Я попытался сказать ему, но это выходило у меня не важно. Он наклонился ко мне.

– Грудь, – наконец, удалось мне произнести.

Мэтью расстегнул мою куртку, задрал майку. Затем прозвучало его заключение:

– Ранения нет. Контузия. Ударная волна. Полежи здесь, отдохни. Потом вытащим тебя отсюда. А пока прими чудодейственное лекарство, – он пошарил в сумке и достал фляжку. Открыл и поднёс к моему рту. В нос ударил запах виски.

Я жадно припал к фляжке и начал делать большие глотки, пока капрал не оторвал её от моих губ, но я успел выпить изрядную порцию.

– Не волнуйся, скоро вернусь. Я ещё не показал тебе Окленд, а ты мне Париж, – были его последние слова, и он начал карабкаться по склону вверх. Перед тем, как совсем исчезнуть из вида Мэтью оглянулся и махнул рукой. Он возвращался на позиции. Больше я никогда его не видел…

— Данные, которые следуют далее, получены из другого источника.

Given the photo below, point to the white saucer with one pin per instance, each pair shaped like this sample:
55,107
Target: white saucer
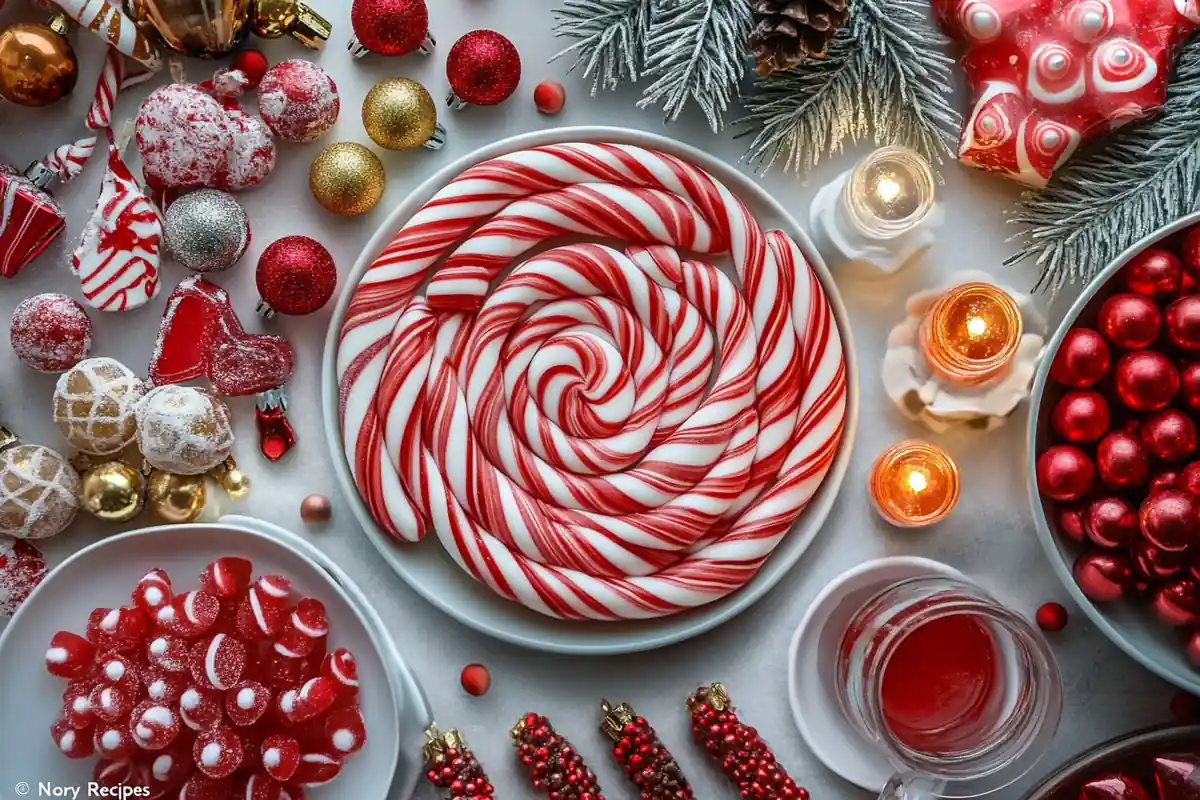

Во мне всегда жила вера, что Мэтью не погиб: у него не было возможности вернуться ко мне. Наверное, боши оттеснили новозеландцев от участка, где я находился, и капрал со своими товарищами вынужден был отходить на восток к гаваням эвакуации. Я даже не верил – я точно знал (Откуда? Просто знал, и всё), что Мэтью вернулся домой и живёт в Окленде на улице святого Патрика, где все его знают. Были в моей жизни моменты, когда я мог посетить Новую Зеландию, но всегда отказывался от этого путешествия. Почему? Не знаю. Возможно, потому что я должен был обязательно встретиться с Мэтью, но он мог почувствовать вину за то, что не смог вернуться ко мне тогда. Стоило ли бередить горькие воспоминания в памяти капрала? Мне этого не хотелось. Надеюсь, в этом причина…

Так я остался один. Но подумать над своим положением был не в состоянии. Голова поплыла, сознание покидало меня. Темнота. Но ненадолго. Снова возвращение в реальность. И так всю ночь: я то «уходил», то «возвращался». Картина событий отражалась в моих ушах: грохот взрывов, потом они прекратились, на смену им пришли выстрелы стрелкового оружия, пулемётные очереди, крики (как будто на английском), через какое-то время звуки винтовочных выстрелов зазвучали со всех сторон, к ним начали примешиваться автоматные очереди немцев и команды уже на немецком. Я пытался встать, но падал назад. Забрезжил рассвет, выстрелы постепенно стихали и удалялись от места, где я отлёживался. Болезненно защемило в груди: от контузии или ещё от чего-то? Старался дышать мелкими глотками. Несмотря на боль в руке, это что-то заставило меня оторвать лопатки от земли и на локтях, отталкиваясь ногами, поползти на спине в самую гущу кустов, проламывая стебли. Вовремя.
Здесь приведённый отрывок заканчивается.